Add Buildkite pipeline to check flagship AMIP performance #2438

petebachant · 2026-01-27T13:58:33Z

Resolves #2433

Here we add the ClimaCoupler submodule to check how each PR changes performance in the most important case, since we have determined that the simpler benchmarks in this repo are not indicative enough. I suppose we could limit this to ClimaAtmos, but if the integrated land could be impacted by ClimaCore changes, why not test the whole AMIP pipeline end-to-end?

In lieu of a submodule, we could use a Julia project with the Coupler package in it, but I'm not sure if the AMIP driver script and config files would be accessible.

This pipeline will only run for commits with [perf] in their commit message, so we don't tie up clima with extra jobs. If you need to kick it off, you can always run git commit --allow-empty -m "Trigger build [perf]" && git push.

TODO

Ensure GitHub webhooks are set properly
Check performance threshold against history
Dev install ClimaCore in the appropriate environment
Get performance threshold right -- probably should be 0.08
Should this be triggered manually, i.e., once a PR passes all other checks, we can run this performance check?
Select the appropriate queue
Ensure compiled files are cached between runs

…imaCore.jl into pb/perf-ci

petebachant · 2026-01-27T15:55:44Z

Maybe a better approach here might be to create a single AMIP (or CMIP?) repo and have dependency repos trigger runs there (maybe use a label like amip to indicate it will affect AMIP) and report back to the dependency PRs.
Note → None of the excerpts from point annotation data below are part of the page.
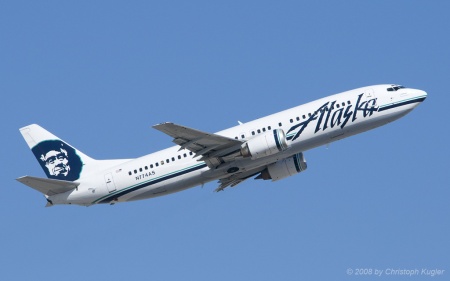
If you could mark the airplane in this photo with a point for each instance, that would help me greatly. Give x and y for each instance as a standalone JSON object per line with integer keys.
{"x": 269, "y": 148}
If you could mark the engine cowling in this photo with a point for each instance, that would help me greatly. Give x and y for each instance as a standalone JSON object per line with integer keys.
{"x": 265, "y": 144}
{"x": 284, "y": 168}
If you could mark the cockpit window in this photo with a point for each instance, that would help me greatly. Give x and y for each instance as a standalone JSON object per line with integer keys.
{"x": 395, "y": 88}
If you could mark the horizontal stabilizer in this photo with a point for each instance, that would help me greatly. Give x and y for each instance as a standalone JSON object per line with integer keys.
{"x": 48, "y": 186}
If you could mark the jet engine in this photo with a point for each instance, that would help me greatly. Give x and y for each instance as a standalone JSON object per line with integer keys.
{"x": 265, "y": 144}
{"x": 284, "y": 168}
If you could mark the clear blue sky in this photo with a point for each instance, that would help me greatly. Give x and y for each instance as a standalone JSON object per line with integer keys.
{"x": 99, "y": 73}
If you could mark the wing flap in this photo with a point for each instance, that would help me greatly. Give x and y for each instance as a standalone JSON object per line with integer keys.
{"x": 48, "y": 186}
{"x": 201, "y": 143}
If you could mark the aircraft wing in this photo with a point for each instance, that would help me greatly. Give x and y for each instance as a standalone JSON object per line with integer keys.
{"x": 236, "y": 179}
{"x": 201, "y": 143}
{"x": 48, "y": 186}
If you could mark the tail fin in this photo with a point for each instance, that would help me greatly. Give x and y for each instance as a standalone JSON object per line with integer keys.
{"x": 58, "y": 159}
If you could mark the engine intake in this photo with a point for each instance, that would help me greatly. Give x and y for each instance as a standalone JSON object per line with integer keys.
{"x": 284, "y": 168}
{"x": 265, "y": 144}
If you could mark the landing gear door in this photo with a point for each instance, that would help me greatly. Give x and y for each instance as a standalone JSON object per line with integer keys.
{"x": 110, "y": 182}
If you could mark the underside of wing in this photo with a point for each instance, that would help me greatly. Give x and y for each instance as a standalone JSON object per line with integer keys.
{"x": 209, "y": 146}
{"x": 236, "y": 179}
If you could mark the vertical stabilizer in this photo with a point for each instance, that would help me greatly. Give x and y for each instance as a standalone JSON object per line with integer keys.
{"x": 58, "y": 159}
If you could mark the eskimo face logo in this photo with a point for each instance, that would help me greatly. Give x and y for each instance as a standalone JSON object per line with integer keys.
{"x": 58, "y": 160}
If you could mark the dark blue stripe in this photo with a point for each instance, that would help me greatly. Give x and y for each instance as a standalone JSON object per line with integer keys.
{"x": 401, "y": 104}
{"x": 122, "y": 193}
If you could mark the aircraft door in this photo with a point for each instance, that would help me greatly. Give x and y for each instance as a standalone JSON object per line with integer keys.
{"x": 110, "y": 182}
{"x": 371, "y": 98}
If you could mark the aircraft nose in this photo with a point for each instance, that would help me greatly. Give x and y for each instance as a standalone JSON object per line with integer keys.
{"x": 420, "y": 95}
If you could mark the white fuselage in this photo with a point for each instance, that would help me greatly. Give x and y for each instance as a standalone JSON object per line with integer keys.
{"x": 306, "y": 126}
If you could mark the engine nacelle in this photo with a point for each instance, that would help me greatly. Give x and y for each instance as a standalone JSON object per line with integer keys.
{"x": 265, "y": 144}
{"x": 284, "y": 168}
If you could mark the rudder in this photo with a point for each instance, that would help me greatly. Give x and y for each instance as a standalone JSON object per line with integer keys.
{"x": 58, "y": 159}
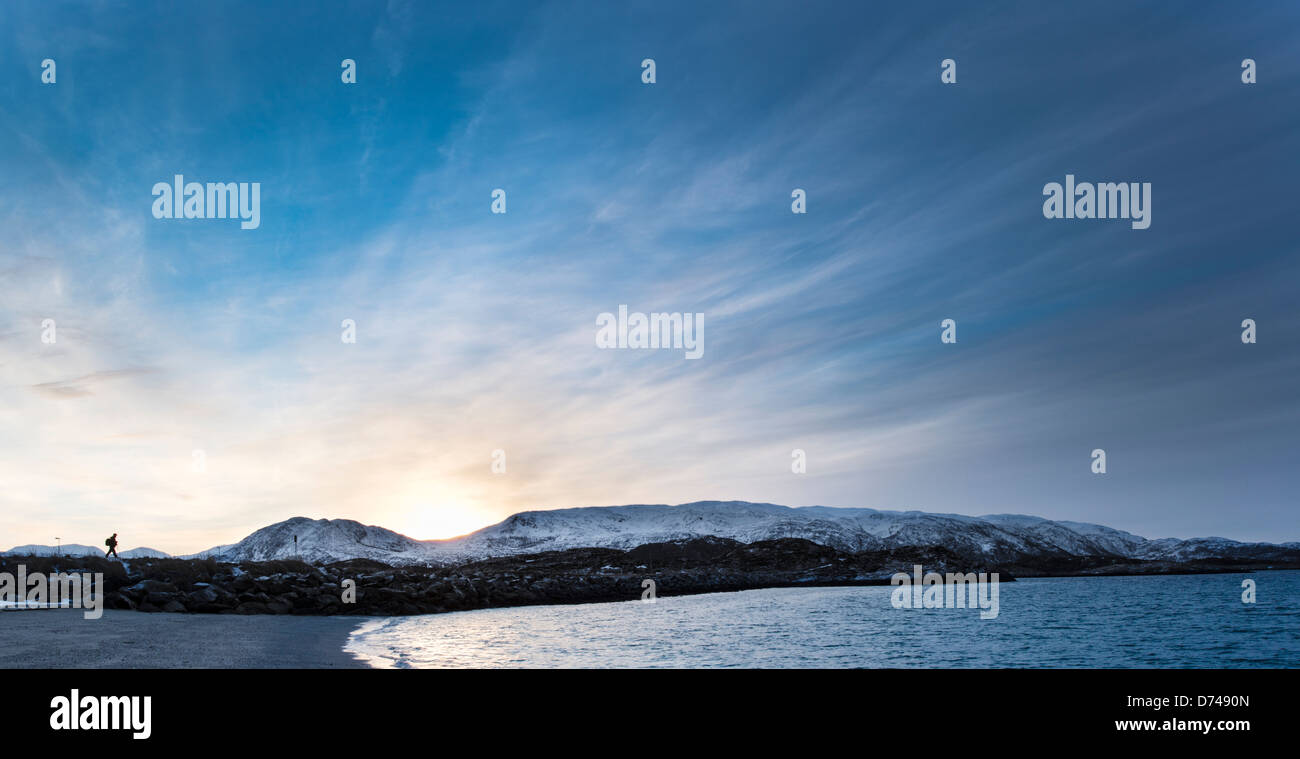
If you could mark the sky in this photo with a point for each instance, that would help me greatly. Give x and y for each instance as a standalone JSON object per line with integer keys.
{"x": 198, "y": 386}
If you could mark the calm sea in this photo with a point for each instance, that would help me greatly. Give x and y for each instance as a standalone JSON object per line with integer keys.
{"x": 1080, "y": 621}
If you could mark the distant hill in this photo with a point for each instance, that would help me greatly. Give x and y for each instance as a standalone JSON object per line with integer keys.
{"x": 78, "y": 550}
{"x": 1004, "y": 538}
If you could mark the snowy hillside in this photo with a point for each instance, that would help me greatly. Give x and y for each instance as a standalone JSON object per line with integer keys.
{"x": 78, "y": 550}
{"x": 323, "y": 541}
{"x": 995, "y": 537}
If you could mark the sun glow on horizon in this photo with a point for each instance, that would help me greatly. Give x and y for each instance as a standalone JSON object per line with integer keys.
{"x": 429, "y": 521}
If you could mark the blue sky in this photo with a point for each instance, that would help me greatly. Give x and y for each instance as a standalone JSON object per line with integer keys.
{"x": 476, "y": 330}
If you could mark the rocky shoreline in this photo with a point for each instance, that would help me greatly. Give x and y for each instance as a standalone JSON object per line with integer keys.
{"x": 554, "y": 577}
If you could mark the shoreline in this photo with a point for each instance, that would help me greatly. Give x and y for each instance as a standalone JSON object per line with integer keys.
{"x": 134, "y": 640}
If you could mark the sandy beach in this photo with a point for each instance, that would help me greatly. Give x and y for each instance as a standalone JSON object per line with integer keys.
{"x": 129, "y": 640}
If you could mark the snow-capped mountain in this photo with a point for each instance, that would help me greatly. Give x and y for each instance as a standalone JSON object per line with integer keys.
{"x": 78, "y": 550}
{"x": 993, "y": 537}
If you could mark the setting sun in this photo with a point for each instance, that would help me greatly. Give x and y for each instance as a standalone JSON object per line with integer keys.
{"x": 430, "y": 521}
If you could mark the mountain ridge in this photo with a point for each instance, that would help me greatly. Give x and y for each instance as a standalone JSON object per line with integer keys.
{"x": 991, "y": 537}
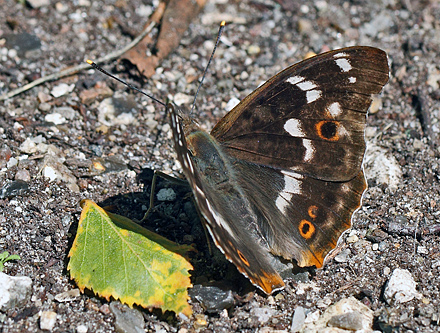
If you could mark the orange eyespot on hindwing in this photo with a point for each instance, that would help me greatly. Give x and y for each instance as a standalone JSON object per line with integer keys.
{"x": 306, "y": 229}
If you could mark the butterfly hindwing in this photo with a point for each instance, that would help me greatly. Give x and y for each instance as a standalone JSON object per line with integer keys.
{"x": 280, "y": 175}
{"x": 300, "y": 217}
{"x": 309, "y": 118}
{"x": 225, "y": 208}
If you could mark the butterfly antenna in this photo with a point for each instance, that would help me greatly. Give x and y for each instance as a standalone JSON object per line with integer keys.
{"x": 220, "y": 31}
{"x": 95, "y": 66}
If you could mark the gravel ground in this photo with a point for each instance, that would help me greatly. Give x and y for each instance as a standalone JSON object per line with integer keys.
{"x": 43, "y": 136}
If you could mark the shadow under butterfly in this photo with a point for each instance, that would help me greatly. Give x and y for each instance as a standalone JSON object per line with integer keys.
{"x": 280, "y": 175}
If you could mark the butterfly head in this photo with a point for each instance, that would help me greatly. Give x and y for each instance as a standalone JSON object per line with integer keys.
{"x": 181, "y": 117}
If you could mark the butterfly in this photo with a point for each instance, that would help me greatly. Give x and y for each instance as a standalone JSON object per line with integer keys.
{"x": 280, "y": 175}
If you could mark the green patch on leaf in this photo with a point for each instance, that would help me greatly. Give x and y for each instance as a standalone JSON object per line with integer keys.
{"x": 113, "y": 256}
{"x": 4, "y": 256}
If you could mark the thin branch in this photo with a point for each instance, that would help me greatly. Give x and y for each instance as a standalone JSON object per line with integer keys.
{"x": 69, "y": 71}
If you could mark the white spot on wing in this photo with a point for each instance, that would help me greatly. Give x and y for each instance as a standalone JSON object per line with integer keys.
{"x": 306, "y": 85}
{"x": 292, "y": 185}
{"x": 295, "y": 79}
{"x": 293, "y": 127}
{"x": 310, "y": 150}
{"x": 334, "y": 109}
{"x": 313, "y": 95}
{"x": 343, "y": 64}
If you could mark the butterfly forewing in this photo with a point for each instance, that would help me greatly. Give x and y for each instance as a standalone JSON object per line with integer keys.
{"x": 225, "y": 208}
{"x": 309, "y": 118}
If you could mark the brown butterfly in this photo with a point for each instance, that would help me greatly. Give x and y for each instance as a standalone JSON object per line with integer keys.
{"x": 281, "y": 174}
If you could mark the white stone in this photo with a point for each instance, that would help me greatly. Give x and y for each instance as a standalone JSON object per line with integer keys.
{"x": 62, "y": 89}
{"x": 15, "y": 291}
{"x": 48, "y": 320}
{"x": 55, "y": 118}
{"x": 401, "y": 287}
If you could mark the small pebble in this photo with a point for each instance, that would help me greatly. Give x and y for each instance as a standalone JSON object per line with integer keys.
{"x": 48, "y": 320}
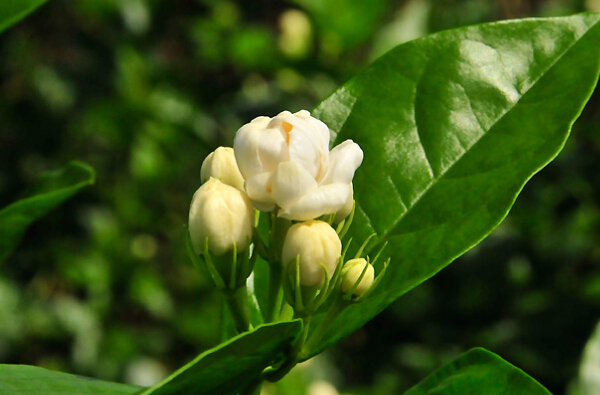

That is, create a repo for generating the most important product(s) and focus on that as the main thing. It could also serve as the single source of truth for the "flagship" config and version controlled results artifacts.

In this pipeline we could be selective about what PRs we send to the integrated system repo based on changed paths, e.g.,:

steps:
  - label: ":mag: Check for Numerical Changes"
    key: "check-changes"
    command: |
      # Check if files in src/numerics or src/kernels changed
      if git diff --name-only HEAD~1 | grep -E '^(src/|include/|Makefile)'; then
        buildkite-agent meta-data set "run_e2e" "true"
      else
        buildkite-agent meta-data set "run_e2e" "false"
      fi

  - label: ":rocket: Trigger AMIP E2E"
    if: buildkite_agent_meta_data_get("run_e2e") == "true"
    trigger: "amip-main-pipeline"
    build:
      env:
        CORE_REPO_COMMIT: "${BUILDKITE_COMMIT}"

imreddyTeja · 2026-01-27T18:05:21Z

I don't really know how submodules work in git, but if we used a Julia project with the coupler in it, the AMIP driver script and config files should still be accessible.

Also I'm not sure if this pipeline has been setup correctly because it is not uploading. Do you have an estimate on how long the e2e test takes?

petebachant · 2026-01-27T18:26:56Z

I don't really know how submodules work in git, but if we used a Julia project with the coupler in it, the AMIP driver script and config files should still be accessible.

Interesting. So I can just keep the relative paths even though ClimaCoupler.jl will live in the depot directory, not here?

Also I'm not sure if this pipeline has been setup correctly because it is not uploading. Do you have an estimate on how long the e2e test takes?

It definitely seems to be stuck, but I can't tell what I did wrong. I created the pipeline on buildkite.com first, then pushed the YAML file to this branch. Let me know (when you get a chance; I know you have a presentation to give soon) if you can see any issues: https://buildkite.com/clima/climacore-end-to-end-performance/settings

ph-kev · 2026-01-27T19:42:41Z

I don't really know how submodules work in git, but if we used a Julia project with the coupler in it, the AMIP driver script and config files should still be accessible.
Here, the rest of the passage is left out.